Eighty years ago, on December 5th, 1933 the United States ratified the 21st Amendment, thus repealing the Prohibition of alcohol. I'd like to take this opportunity to wish you all a Happy Anniversary! Thanks to President Franklin D. Roosevelt we can "Eat, Drink, and Be Merry." Baseball is referred to as America's Pastime, but in my opinion sharing meals, drink and laughter should be. I think this is a great time to feature the classic martini to celebrate this day in history.
The martini is one of the most widely known cocktails though it has seen many changes over the years with the addition of the fun and fruity variations. H.L. Mencken said the martini was "the only American invention as perfect as the sonnet." and E.B. White referred to a classic martini as "the elixir of quietude." The classic martini was made with gin, not vodka, and vermouth. One of the questions I am asked frequently is "what is vermouth?" Well, vermouth is an aromatic fortified wine. Fortified wine is wine with a spirit added to it. In the case of vermouth, an aromatic fortified wine is said to be flavored with botanical such as roots, bark, herbs, and flowers. Gin is a spirit that is flavored from botanical, such as juniper berries, lemon peel, and herbs. Knowing that both vermouth and gin are "flavored" with botanicals you can see why they were paired together to make this smooth cocktail. Martinis are to be served straight (up), on the rocks, with a lemon twist or an olive. With the fresh herbal nuances of botanical added to both spirits, combined into a martini, I feel that a lemon peel is the best addition to this cocktail. But people sure do love their olives.
Dear James Bond, martinis are meant to be stirred, not shaken! A martini should be stirred with a few ice cubes to chill it, but not diminish the botanical forward spirit, then it should be strained into a martini glass. Over time bartenders have chilled the martini glasses, but back in the day the spirits were chilled slightly and then just poured into the martini glass. Somerset Maugham is quoted in saying "a martini should always be stirred, not shaken, so that the molecules lie sensuously on top of one another."

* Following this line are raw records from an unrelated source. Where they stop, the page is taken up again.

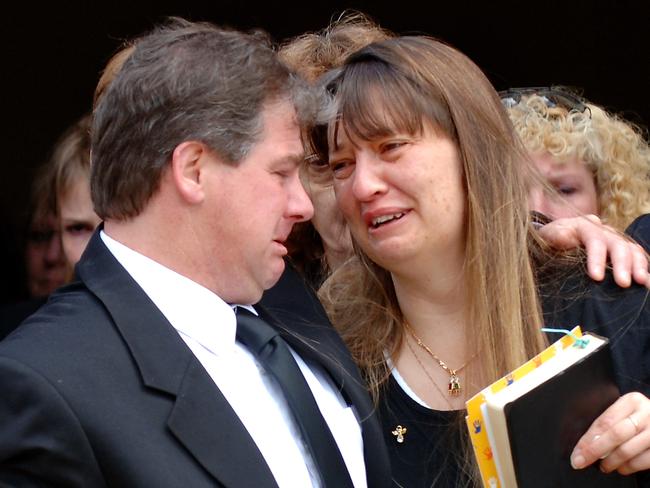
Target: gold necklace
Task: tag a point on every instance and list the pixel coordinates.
(431, 380)
(454, 387)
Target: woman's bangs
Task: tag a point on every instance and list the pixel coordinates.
(368, 102)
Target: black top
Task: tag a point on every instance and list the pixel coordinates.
(428, 455)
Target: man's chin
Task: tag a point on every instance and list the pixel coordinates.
(275, 273)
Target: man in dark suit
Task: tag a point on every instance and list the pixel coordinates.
(132, 375)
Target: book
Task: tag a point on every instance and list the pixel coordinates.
(524, 426)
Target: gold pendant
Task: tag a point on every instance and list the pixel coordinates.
(454, 385)
(399, 433)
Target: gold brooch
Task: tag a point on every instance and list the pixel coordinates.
(399, 433)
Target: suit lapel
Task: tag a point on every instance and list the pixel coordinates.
(293, 308)
(201, 418)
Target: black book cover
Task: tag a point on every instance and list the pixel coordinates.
(545, 424)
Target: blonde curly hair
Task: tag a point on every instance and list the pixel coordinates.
(614, 149)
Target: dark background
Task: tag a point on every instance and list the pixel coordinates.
(53, 56)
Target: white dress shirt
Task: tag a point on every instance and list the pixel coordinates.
(207, 324)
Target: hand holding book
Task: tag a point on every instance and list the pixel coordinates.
(560, 409)
(619, 438)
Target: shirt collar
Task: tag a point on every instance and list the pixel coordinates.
(192, 309)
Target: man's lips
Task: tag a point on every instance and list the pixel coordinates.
(376, 218)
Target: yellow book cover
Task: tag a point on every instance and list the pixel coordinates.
(474, 418)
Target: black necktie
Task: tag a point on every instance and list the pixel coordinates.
(273, 353)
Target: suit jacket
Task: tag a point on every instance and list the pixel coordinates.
(100, 390)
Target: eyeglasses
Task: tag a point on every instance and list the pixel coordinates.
(553, 96)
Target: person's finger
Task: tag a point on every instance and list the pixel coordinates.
(640, 266)
(611, 429)
(628, 450)
(621, 257)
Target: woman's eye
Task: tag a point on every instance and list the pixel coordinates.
(567, 190)
(391, 146)
(341, 169)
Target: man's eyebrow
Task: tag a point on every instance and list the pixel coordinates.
(294, 159)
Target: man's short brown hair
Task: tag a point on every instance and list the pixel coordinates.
(182, 81)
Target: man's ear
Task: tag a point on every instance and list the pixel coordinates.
(188, 160)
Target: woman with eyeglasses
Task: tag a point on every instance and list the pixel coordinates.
(441, 298)
(594, 162)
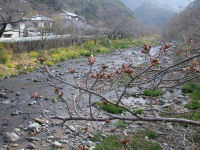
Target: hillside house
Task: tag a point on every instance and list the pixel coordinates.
(70, 16)
(41, 21)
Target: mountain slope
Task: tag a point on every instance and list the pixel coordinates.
(151, 14)
(92, 9)
(172, 4)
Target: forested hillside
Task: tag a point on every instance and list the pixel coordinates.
(184, 25)
(93, 10)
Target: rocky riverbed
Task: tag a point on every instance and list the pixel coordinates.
(23, 126)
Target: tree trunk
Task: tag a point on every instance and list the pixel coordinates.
(2, 29)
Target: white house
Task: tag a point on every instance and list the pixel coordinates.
(41, 21)
(14, 30)
(68, 15)
(28, 27)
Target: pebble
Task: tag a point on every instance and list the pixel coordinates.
(33, 127)
(31, 146)
(17, 94)
(57, 144)
(17, 112)
(32, 103)
(31, 139)
(11, 137)
(40, 121)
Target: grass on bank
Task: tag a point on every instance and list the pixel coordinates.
(137, 142)
(13, 63)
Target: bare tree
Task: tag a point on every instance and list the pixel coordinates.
(103, 85)
(11, 12)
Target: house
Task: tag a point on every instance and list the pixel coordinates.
(14, 30)
(69, 16)
(27, 27)
(41, 21)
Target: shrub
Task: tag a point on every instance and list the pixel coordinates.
(3, 57)
(55, 57)
(2, 45)
(85, 53)
(120, 124)
(34, 54)
(89, 45)
(195, 95)
(113, 109)
(193, 105)
(154, 93)
(9, 65)
(138, 111)
(105, 42)
(50, 63)
(102, 50)
(72, 54)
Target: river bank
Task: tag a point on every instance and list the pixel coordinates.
(23, 116)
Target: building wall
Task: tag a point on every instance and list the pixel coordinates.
(15, 33)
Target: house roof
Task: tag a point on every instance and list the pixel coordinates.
(40, 18)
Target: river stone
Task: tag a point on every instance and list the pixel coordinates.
(31, 146)
(89, 143)
(92, 148)
(3, 95)
(40, 121)
(33, 127)
(31, 139)
(11, 137)
(57, 144)
(17, 94)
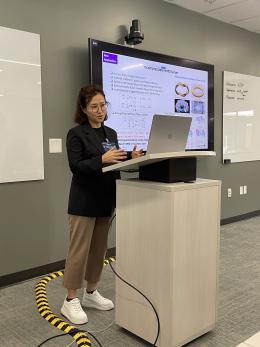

So, in honor of this special day in the history of Prohibition, I give you the recipe for the
CLASSIC (GIN) MARTINI:
Start with a cocktail shaker, place 5 ice cubes in the metal tin, add 1 oz of dry vermouth, and 3 oz of Utica, NY made ADK Gin, swirl around for 30 seconds, strain into martini glass. Cut off the rind of a lemon and twist over glass so the juice of the zest is captured in martini, then glide the rind over the lip of the martini glass, finally placing rind in glass.